Wine-tasting: Still utter nonsense
Nov. 10th, 2015 10:43 amAnd a more detailed article.
Sometimes I'm actively relieved that all wine tastes overwhelmingly acrid to me. It means I don't have a horse in this race, and can continue to have awfully pedestrian tastes without worrying about pseudo-random snobbery.
no subject
Date: 2015-11-10 05:19 pm (UTC)As a junior RAF officer I was once living in an Army officers' mess (Bordon, which served the Army garrison and the nearby RAF satcoms base at Oakhanger). The colonel in charge of the mess was looking for volunteers for the mess committee and asked me if I'd like to be the wines member, responsible for ensuring we had suitable wines for formal functions.
"Thank you sir," I said, "but I have to admit that I can only tell red wine from white half the time with my eyes closed."
"Good," he said, "the last wines member was Captain X, who was a complete wine snob, and spent a fortune on stuff nobody else liked.
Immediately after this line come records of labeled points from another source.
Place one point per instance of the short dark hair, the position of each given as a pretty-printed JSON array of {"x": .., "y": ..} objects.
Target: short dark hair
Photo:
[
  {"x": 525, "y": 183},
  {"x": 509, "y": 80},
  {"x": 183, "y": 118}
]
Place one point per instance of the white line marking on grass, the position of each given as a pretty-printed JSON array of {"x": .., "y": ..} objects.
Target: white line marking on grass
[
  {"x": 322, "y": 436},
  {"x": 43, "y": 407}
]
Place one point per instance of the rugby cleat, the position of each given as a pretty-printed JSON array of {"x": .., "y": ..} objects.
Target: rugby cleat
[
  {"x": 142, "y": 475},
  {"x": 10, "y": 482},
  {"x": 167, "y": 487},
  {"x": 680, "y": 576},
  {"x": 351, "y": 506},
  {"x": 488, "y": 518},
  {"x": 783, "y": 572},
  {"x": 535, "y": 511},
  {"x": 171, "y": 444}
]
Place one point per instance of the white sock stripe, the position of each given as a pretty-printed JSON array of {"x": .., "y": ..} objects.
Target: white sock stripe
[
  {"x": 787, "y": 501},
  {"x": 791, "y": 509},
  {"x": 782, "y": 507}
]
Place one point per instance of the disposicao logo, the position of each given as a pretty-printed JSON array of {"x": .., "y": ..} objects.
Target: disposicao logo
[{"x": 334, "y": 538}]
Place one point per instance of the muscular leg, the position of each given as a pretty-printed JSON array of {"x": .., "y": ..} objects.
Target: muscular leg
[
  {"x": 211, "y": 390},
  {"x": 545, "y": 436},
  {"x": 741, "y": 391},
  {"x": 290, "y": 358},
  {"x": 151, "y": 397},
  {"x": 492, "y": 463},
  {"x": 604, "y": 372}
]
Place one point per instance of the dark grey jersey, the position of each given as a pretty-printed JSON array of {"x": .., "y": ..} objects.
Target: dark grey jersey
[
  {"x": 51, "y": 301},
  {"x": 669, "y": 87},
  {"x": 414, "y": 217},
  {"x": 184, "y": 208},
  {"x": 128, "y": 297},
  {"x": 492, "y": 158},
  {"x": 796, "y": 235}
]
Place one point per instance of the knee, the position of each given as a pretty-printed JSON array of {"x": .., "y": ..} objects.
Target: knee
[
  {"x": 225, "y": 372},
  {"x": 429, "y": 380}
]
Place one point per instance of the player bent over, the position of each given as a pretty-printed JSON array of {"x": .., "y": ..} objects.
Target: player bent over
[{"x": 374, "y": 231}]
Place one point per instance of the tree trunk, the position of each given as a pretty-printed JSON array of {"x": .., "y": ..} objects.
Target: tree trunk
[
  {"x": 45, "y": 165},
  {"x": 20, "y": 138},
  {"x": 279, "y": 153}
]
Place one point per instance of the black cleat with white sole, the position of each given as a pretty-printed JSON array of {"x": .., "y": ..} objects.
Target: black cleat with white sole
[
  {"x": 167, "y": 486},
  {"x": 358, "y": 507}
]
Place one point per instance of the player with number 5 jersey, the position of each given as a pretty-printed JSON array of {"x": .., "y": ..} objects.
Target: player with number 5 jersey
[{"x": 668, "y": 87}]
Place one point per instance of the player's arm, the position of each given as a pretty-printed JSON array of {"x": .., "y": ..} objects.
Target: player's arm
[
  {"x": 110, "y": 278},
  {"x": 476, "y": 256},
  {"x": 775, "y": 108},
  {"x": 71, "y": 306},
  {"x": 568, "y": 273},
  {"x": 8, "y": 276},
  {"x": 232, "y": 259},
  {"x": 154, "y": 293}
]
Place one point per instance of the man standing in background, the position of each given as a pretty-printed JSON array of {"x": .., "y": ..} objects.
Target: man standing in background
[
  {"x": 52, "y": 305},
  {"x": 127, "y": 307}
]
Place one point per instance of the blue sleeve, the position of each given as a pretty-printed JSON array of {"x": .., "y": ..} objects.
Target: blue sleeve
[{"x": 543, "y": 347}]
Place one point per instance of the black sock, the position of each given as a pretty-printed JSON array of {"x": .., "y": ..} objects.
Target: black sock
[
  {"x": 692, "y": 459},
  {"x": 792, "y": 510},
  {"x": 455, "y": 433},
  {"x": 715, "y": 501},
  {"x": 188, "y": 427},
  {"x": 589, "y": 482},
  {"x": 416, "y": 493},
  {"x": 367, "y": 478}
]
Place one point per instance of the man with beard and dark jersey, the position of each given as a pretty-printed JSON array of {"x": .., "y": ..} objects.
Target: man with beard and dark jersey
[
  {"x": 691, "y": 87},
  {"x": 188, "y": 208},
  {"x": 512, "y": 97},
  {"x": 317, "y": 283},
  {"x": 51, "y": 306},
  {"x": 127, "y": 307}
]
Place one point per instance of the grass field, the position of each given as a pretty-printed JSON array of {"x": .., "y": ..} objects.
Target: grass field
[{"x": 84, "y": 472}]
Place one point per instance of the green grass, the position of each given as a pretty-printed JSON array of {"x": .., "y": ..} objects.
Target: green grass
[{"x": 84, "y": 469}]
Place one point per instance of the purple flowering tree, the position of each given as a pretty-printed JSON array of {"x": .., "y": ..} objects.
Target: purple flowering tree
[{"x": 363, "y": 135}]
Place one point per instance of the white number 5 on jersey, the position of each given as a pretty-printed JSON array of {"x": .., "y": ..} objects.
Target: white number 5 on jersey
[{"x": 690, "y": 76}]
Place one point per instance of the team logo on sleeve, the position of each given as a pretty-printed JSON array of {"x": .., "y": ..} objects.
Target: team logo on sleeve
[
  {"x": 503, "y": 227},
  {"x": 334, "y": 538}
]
I just want us to have a nice drinkable red and white for dining-in nights, do you think you can manage that?"
I said that I could, got the job, and did a bulk buy of Jacob's Creek. Nobody complained, the colonel was happy, and I was able to get on my ulterior plan of getting real ale from the nearby Hogs Back Brewery into the mess bar.
no subject
Date: 2015-11-10 10:30 pm (UTC)(Unless I share their elitist ideas, obviously.)